The results obtained allow us to conclude that the chips coated with h-k dielectrics exhibit better time stability upon their operation in NW biosensors. These chips are, therefore, preferable for use in experiments involving biological macromolecules.

After that, experiments on the detection of oDVA, which is a synthetic analogue of miRNA-21, with (h-k)-SOI-NW chips have been carried out.

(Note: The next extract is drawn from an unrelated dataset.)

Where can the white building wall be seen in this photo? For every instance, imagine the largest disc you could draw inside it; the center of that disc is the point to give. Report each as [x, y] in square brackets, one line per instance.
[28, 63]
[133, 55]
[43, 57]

3.3. Biospecific Detection of oDNA in Buffer

Figure 5 displays typical time dependencies of the current recorded before and after addition of the analyzed oDNA solutions (with concentrations from 3.3 × 10−17 M to 3.3 × 10−14 M) into the measuring cell of the biosensor. As seen from this figure, the expected increase in (h-k)-SOI-NW conductivity was observed due to adsorption of negatively charged target molecules onto the sensor surface. Also, the conductivity of (h-k)-SOI-NW decreased with decreasing the concentration of the added target molecules from 3.3 × 10−14 M to 3.3 × 10−17 M. The concentration detection limit of oDVA in the measuring cell was DL = 10−16 M. After the oDVA solution was replaced with pure buffer, no significant change in the signal level was observed; this indicates slow dissociation of the complexes formed on the sensor surface.

Figure 5

Typical ΔI(t) dependencies obtained upon detection of oDVA in buffer using (h-k)-SOI-NW sensors with immobilized oDNA probes. Experimental conditions: 1 mM potassium phosphate buffer (pH 7.4), V = −50 V, V = −0.2) V, total volume of solution in the cell 450 μL. Final concentrations of target oDVA in the measuring cell were 3.3 × 10−17 M (curve 1), 3.3 × 10−16 M (curve 2), 3.3 × 10−15 M (curve 3), 3.3 × 10−14 M (curve 4). Arrows indicate the addition of target oDNA solution (CS) and wash with buffer.

4. Conclusions

Micro-Raman spectroscopy has been employed for monitoring the quality of h-k dielectric protective layer deposition on to the surface of SOI-NW structures with p-type conductivity. These structures were subsequently used for the fabrication of sensor chips intended for the highly sensitive detection of biological macromolecules. According to UV Raman spectroscopy data, a high density of ultra-dispersed HfO2 nanocrystals (obtained after annealing at >400 °C) with sizes smaller than the h-k dielectric thickness (10 nm) hinders them from further growth at higher annealing temperatures, also providing stability of properties of the h-k dielectrics stack in chemically and biologically active media. The application of such (h-k)-SOI-NW-based biosensors for the label-free real-time detection of oDVA with 10−16 M concentration sensitivity has been experimentally demonstrated, and better time stability of these sensor chips (in comparison with SOI-NW structures with native oxide) has been demonstrated. Taking into account that such (h-k)-SOI-NW chips provide high (DL~10−16 M) sensitivity of detection of DNA oligonucleotide analogue of miRNA-21, their application for the detection of miRNAs, associated with the early stages of cancer pathologies, is promising.